Selasa, 09 April 2013

AWAL MUNCULNYA PERPECAHAN AQIDAH UMMAT (MASA IFTIRAQ)


AWAL munculnya iftiraq (perpecahan) dalam sejarah Islam bermula setelah Khalifah Utsman bin Affan dibunuh oleh sekelompok pemberontak yang menganggap Utsman tidak  fair (adil) dalam mengambil kebijakan selama menjadi Khalifah. Ketika Ali bin Abi Thalib dilantik sebagai Khalifah untuk menggantikan Utsman, para pemberontak itu hadir dan mengadakan pendekatan kepada Ali dengan maksud mendukungnya, dipelopori oleh al-Gafiqi dari pemberontak Mesir sebagai kelompok terbesar, tapi Ali menolaknya. Namun justru yang mengherankan adalah mereka malah memusuhi Khalifah Ali bin Abi Thalib di kemudian hari.

Perkara ini kemudian menjadi penyebab utama perpecahan saat itu, umat Islam terbagi ke dalam dua kelompok, ada yang pro Ali dan ada yang kontra. Terus berlanjut dan menjadi fitnah besar, yang menyebabkan peperangan demi peperangan terjadi dalam tubuh umat Islam. Tapi yang perlu digaris bawahi bahwa munculnya seabrek tragedi/perpecahan sebelum dan sesudah pembunuhan Utsman, disebabkan masyarakat sudah terjangkit aqidah Saba'iyah (paham yang menimbulkan perpecahan itu) yang merupakan cikal bakal akidah Syi'ah dan Khawarij yang ditaburkan ke tengah-tengah kaum muslimin. Sebenarnya, masalah perpecahan (perselisihan), sudah pernah terjadi di kalangan para sahabat, tapi itu hanya berupa i'tiqad dan pemikiran yang tidak begitu didengar dan diperhatikan. Justru yang “menghebohkan” kaum muslimin dan membawa finah besar itu adalah aqidah Saba'iyah.

Nashir bin Abdul Karim Al-'Aql, dalam kitabnya Al-Iftiraaq Mafhumuhu ashabuhu subulul wiqayatu minhu yang diterjemahkan ke dalam bahasa Indonesia oleh Abu Ihsan Al-Atsari menjelaskan, aqidah ini disebarkan oleh penganutnya secara terselubung nyaris tanpa suara. Orang pertama yang memunculkan juga asing, nama dan identitasnya tidak jelas. Orang menyebutnya Ibnu Sauda' Abdullah bin Saba'. Ia mengacaukan barisan kaum muslimin dengan aqidah sesat itu. Sehingga aqidah tersebut diyakini kebenarannya oleh sejumlah kaum munafikin, oknum-oknum yang merancang makar jahat terhadap Islam, orang-orang jahil, dan pemuda-pemuda ingusan. Begitu pula sekelompok barisan sakit hati yang negeri, agama, dan kerajaan mereka telah ditundukkan oleh kaum muslimin, yaitu orang-orang yang baru memeluk Islam dari kalangan bangsa Parsi dan Arab Badui. Mereka membenarkan hasutan-hasutan Ibnu Saba', membuat makar tersembunyi atas kaum muslimin, hingga muncullah cikal bakal Syi'ah dan Khawarij dari mereka. Inilah keyakinan sesat yang pertama kali muncul kalau ditinjau dari kacamata aqidah dan keyakinan.

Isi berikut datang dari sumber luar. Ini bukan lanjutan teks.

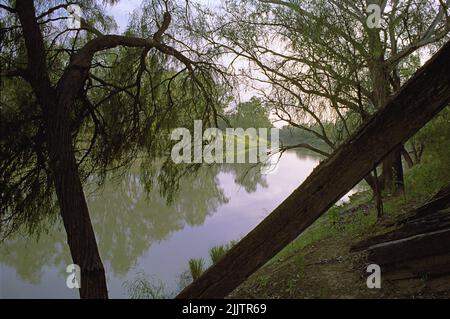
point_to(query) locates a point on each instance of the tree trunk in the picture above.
(62, 161)
(407, 157)
(393, 180)
(73, 207)
(427, 93)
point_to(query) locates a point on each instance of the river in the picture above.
(139, 235)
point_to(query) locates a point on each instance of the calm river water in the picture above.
(140, 235)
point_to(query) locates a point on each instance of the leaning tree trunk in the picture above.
(422, 97)
(73, 207)
(392, 168)
(56, 109)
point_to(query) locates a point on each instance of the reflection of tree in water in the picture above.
(127, 220)
(248, 176)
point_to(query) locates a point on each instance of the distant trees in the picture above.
(321, 65)
(77, 102)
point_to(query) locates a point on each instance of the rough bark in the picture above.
(417, 103)
(69, 191)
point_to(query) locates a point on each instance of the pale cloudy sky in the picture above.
(122, 11)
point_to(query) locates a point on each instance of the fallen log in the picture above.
(420, 99)
(419, 246)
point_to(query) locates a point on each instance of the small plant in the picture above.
(196, 267)
(142, 287)
(217, 253)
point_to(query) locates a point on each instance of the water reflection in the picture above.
(137, 231)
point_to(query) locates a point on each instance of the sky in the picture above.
(122, 11)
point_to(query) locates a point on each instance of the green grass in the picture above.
(196, 267)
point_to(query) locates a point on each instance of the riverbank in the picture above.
(319, 264)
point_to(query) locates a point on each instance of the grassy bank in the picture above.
(318, 263)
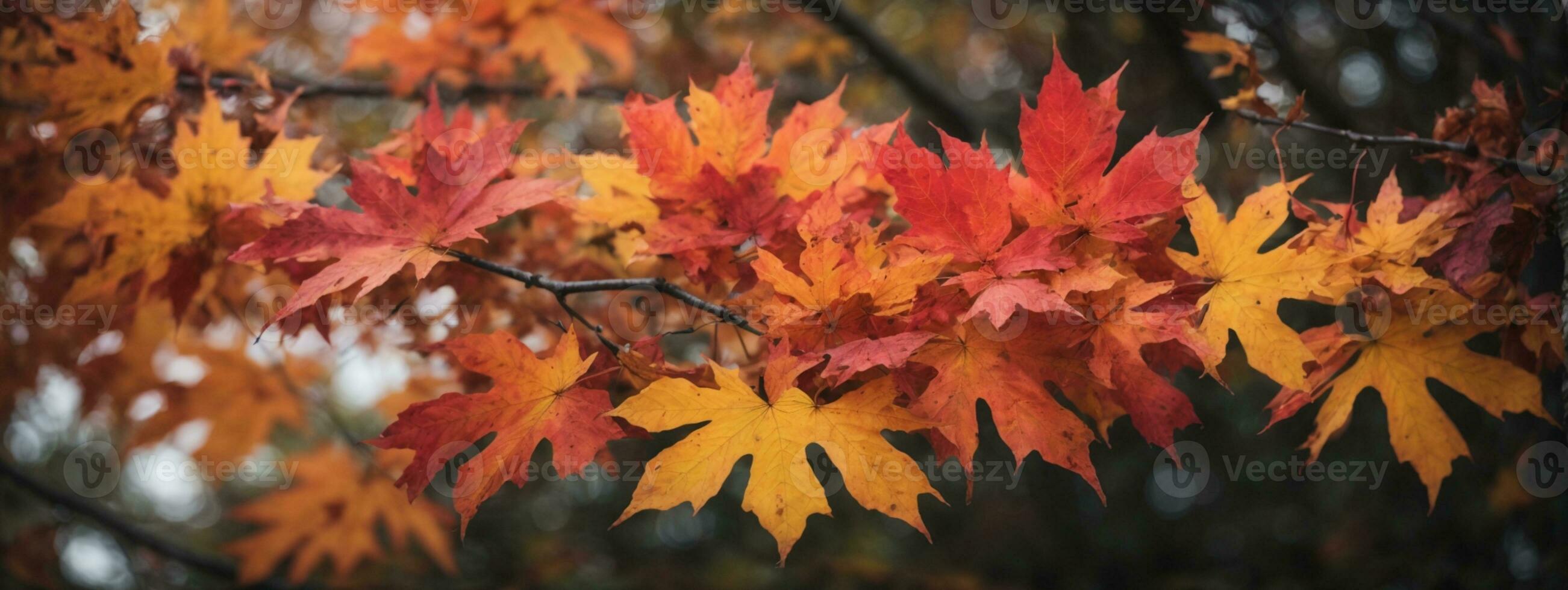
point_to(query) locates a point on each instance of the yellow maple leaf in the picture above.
(1421, 341)
(1382, 247)
(220, 43)
(215, 170)
(555, 35)
(110, 73)
(1249, 285)
(333, 514)
(783, 488)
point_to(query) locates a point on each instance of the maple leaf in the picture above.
(1388, 245)
(1068, 140)
(973, 368)
(1421, 343)
(331, 514)
(220, 45)
(108, 73)
(162, 237)
(397, 228)
(492, 40)
(855, 356)
(534, 399)
(1249, 285)
(555, 35)
(963, 211)
(729, 187)
(443, 48)
(783, 488)
(847, 289)
(1236, 55)
(1120, 324)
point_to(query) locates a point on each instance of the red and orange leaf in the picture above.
(534, 399)
(397, 228)
(333, 512)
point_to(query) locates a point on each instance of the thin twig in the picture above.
(112, 521)
(916, 79)
(1470, 149)
(560, 289)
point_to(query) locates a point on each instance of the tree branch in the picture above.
(204, 562)
(921, 85)
(1470, 149)
(560, 289)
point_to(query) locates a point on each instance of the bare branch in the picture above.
(116, 524)
(568, 288)
(1470, 149)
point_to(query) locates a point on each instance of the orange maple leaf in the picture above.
(334, 514)
(534, 399)
(396, 229)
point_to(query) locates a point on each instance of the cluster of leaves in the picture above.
(451, 45)
(898, 288)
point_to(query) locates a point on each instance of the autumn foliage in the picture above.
(870, 283)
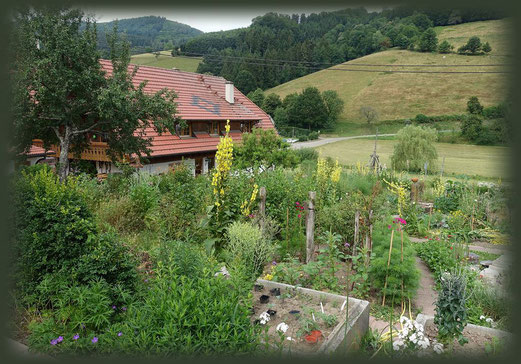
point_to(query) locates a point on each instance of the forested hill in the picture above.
(148, 33)
(251, 57)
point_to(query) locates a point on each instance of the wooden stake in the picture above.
(310, 227)
(357, 230)
(262, 206)
(388, 264)
(401, 260)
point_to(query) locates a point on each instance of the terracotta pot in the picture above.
(313, 337)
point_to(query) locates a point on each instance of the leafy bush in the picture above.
(495, 112)
(172, 315)
(398, 271)
(474, 106)
(52, 224)
(438, 256)
(416, 145)
(248, 248)
(451, 310)
(109, 259)
(306, 154)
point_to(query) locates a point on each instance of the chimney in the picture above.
(229, 92)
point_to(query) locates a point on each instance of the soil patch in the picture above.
(300, 323)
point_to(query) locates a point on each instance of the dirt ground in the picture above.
(307, 306)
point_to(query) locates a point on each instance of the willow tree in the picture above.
(414, 147)
(60, 91)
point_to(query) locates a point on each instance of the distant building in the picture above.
(204, 102)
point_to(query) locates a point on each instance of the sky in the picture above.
(205, 19)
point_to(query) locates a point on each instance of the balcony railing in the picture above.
(95, 152)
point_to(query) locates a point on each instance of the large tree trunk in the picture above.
(65, 142)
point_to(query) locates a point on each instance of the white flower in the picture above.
(282, 327)
(438, 348)
(413, 338)
(264, 318)
(397, 344)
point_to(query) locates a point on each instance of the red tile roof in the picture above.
(199, 97)
(38, 151)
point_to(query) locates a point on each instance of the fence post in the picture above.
(357, 229)
(310, 227)
(262, 206)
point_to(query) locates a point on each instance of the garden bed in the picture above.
(480, 339)
(334, 338)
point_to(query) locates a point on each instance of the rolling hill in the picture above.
(403, 95)
(148, 33)
(165, 60)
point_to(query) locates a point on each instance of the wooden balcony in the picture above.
(96, 151)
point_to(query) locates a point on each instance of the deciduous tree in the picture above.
(61, 93)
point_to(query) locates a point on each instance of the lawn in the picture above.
(165, 60)
(486, 161)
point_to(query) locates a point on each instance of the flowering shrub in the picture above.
(411, 337)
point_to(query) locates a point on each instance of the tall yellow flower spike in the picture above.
(223, 161)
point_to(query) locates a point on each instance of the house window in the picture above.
(186, 132)
(214, 127)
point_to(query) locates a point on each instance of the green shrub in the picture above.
(107, 258)
(416, 145)
(248, 247)
(495, 112)
(398, 271)
(474, 106)
(438, 256)
(306, 154)
(52, 224)
(451, 310)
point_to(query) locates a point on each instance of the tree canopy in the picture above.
(61, 93)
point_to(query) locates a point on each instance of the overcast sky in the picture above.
(205, 19)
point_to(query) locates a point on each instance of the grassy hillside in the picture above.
(403, 95)
(471, 160)
(147, 33)
(165, 60)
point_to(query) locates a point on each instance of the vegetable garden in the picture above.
(162, 265)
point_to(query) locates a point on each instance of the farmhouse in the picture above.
(204, 102)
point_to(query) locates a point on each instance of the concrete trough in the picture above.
(339, 342)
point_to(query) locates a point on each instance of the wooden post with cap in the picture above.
(310, 227)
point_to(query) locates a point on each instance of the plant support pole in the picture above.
(388, 264)
(310, 227)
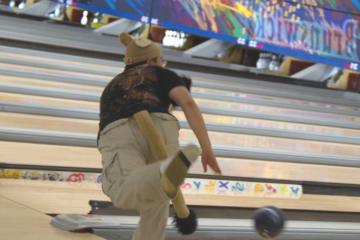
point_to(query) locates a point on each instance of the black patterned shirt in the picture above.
(138, 88)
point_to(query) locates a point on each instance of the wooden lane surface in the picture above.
(101, 65)
(114, 67)
(53, 71)
(48, 155)
(60, 197)
(48, 101)
(186, 135)
(19, 221)
(219, 119)
(202, 102)
(52, 84)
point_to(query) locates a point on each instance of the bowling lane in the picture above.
(273, 110)
(24, 221)
(225, 105)
(186, 135)
(275, 125)
(112, 71)
(53, 72)
(59, 195)
(216, 119)
(81, 157)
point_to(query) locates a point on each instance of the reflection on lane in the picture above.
(48, 155)
(186, 135)
(202, 102)
(48, 101)
(273, 110)
(114, 70)
(286, 144)
(271, 98)
(215, 119)
(276, 125)
(53, 72)
(59, 61)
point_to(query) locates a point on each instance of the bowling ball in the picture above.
(269, 222)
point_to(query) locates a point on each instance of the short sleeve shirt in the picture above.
(138, 88)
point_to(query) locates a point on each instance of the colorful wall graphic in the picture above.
(190, 185)
(315, 30)
(349, 6)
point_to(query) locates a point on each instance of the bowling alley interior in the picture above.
(197, 119)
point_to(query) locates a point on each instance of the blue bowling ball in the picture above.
(269, 222)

Adapun kelompok yang pertama kali memisahkan diri dari imam kaum muslimin adalah kelompok Khawarij.

Benih-benih Khawarij ini sebenarnya berasal dari aqidah Saba'iyah. Banyak orang yang mengira keduanya berbeda, padahal sebenarnya cikal bakal Khawarij berasal dari pemikiran kotor Saba'iyah. Perlu diketahui bahwa Saba'iyah ini terpecah menjadi dua kelompok utama, Khawarij dan Syi'ah. Kendati antara keduanya terdapat perbedaan-perbedaan yang mencolok, namun dasar-dasar pemikirannya sama. Baik Khawarij maupun Syi'ah muncul pada peristiwa fitnah atas diri Amirul Mukminin Utsman bin Affan. Fitnah diprakarsai oleh Abdullah bin Saba' lewat ide, keyakinan, dan gerakannya. Dari situlah munculnya aqidah sesat, yaitu aqidah Syi'ah dan KhawarijI.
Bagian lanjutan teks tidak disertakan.